Polscy kadeci w Petersburgu
Pisałem uprzednio o zdumiewającej próbie władz najezdniczych zachęcenia pochodzącej z drobnej szlachty młodzieży Królestwa Polskiego do dobrowolnego wstępowania do armii carskiej podczas Wojny Krymskiej. W odpowiedzi padła tylko sugestia, dotycząca określenia ilości takich ochotników – której nie znam.
Może pewnym nawiązaniem, jakkolwiek dalece nieadekwatnym w mojej ocenie, będzie to co poniżej. Dla unaocznienia stosunku młodych Polaków do wstępowania w szeregi nie tyle wojska nawet, petersburskich akademii kadeckich, podać można dające do myślenia dane z okresu kilkunastu lat przed Wojną Krymską.
Otóż na przełomie 1836 i 1837 roku pojawiły się odezwy (sygnowane przez sztab należącego do rodziny carskiej kuratora Zakładów Wojskowo-Naukowych), z których wynikało, iż „/…./ niektórzy z młodzieży szlacheckiej Królestwa Polskiego, przeznaczeni do przyjęcia na kadetów, nie stawili się w instytutach po upływie nawet roku od oznajmienia im o tem”.
W tej sytuacji feldmarszałek – namiestnik carski w Królestwie Polskim Iwan Paskiewicz pod koniec stycznia 1837 roku wydał odezwę, skierowaną następnie przez warszawską Komisję Rządową Spraw Wewnętrznych Duchownych i Oświecenia Publicznego do poszczególnych komisji gubernialnych (a stąd do urzędów municypalnych, etc).
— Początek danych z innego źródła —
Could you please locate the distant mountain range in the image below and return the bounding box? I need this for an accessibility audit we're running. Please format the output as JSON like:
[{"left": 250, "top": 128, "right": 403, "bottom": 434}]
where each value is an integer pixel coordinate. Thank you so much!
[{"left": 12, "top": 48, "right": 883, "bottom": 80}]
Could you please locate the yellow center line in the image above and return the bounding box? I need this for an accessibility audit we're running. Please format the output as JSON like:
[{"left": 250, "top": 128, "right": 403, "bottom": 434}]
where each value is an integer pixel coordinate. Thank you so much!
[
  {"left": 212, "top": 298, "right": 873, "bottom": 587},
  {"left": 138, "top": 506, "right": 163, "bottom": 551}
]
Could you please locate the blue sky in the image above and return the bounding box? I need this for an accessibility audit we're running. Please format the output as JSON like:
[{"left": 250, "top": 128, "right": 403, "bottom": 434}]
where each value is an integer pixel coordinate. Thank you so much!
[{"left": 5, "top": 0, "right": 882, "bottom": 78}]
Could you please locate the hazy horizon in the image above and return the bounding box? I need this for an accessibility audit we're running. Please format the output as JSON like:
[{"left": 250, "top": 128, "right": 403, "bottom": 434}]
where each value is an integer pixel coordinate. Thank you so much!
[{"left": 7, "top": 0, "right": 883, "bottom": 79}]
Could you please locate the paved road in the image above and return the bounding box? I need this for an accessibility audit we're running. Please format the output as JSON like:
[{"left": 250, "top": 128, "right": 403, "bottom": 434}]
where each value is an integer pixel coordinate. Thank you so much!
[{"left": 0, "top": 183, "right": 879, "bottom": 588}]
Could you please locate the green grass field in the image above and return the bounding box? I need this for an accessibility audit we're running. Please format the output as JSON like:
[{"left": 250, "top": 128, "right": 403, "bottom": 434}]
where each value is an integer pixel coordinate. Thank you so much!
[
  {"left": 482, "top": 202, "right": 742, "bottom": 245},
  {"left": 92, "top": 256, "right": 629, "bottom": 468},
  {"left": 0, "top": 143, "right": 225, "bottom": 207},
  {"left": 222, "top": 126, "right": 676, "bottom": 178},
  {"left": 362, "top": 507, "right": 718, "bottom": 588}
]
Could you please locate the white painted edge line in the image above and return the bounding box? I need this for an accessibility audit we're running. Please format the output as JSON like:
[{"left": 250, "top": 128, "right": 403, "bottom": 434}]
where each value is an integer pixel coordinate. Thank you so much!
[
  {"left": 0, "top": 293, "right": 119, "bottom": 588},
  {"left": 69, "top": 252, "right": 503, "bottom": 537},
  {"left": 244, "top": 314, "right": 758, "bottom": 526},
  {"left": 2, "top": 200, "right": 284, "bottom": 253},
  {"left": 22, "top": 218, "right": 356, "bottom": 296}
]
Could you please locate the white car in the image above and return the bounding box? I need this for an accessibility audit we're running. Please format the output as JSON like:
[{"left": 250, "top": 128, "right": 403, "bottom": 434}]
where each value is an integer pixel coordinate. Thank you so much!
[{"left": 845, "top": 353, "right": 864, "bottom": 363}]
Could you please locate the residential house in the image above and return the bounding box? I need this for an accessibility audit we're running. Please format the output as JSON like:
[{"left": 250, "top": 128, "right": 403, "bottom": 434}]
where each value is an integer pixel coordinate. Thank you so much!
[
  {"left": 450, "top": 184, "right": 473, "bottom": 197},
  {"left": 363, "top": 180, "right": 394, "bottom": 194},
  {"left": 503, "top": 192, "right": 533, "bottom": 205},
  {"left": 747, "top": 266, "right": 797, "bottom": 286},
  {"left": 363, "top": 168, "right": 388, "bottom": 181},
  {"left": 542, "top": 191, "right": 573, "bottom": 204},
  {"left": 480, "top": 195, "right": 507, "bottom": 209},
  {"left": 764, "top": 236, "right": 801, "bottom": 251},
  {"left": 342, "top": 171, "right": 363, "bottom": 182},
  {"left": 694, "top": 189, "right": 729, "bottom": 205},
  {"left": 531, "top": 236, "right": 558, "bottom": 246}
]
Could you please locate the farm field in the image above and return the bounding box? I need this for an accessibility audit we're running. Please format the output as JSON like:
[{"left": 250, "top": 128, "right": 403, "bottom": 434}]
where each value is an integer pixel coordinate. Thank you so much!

Z odezwy tej wynikało, iż /.../ jeżeli który z kadetów nie przybędzie do wskazanego sobie zakładu naukowego w przeciągu roku, od czasu zawiadomienia familii jego że przyjętym został, taki zupełnie z listy wykreślony zostanie”.
Należy przy tym zaznaczyć, iż petersburskie „zakłady naukowo- wojskowe” stały w owym czasie na bardzo wysokim poziomie, zatem odrzucenie takiej szansy (i to pouprzednim zdaniu egzaminu wstepnego) przez część polskiej młodzieży szlacheckiej należałoby ocenić li tylko w kategoriach patriotycznych.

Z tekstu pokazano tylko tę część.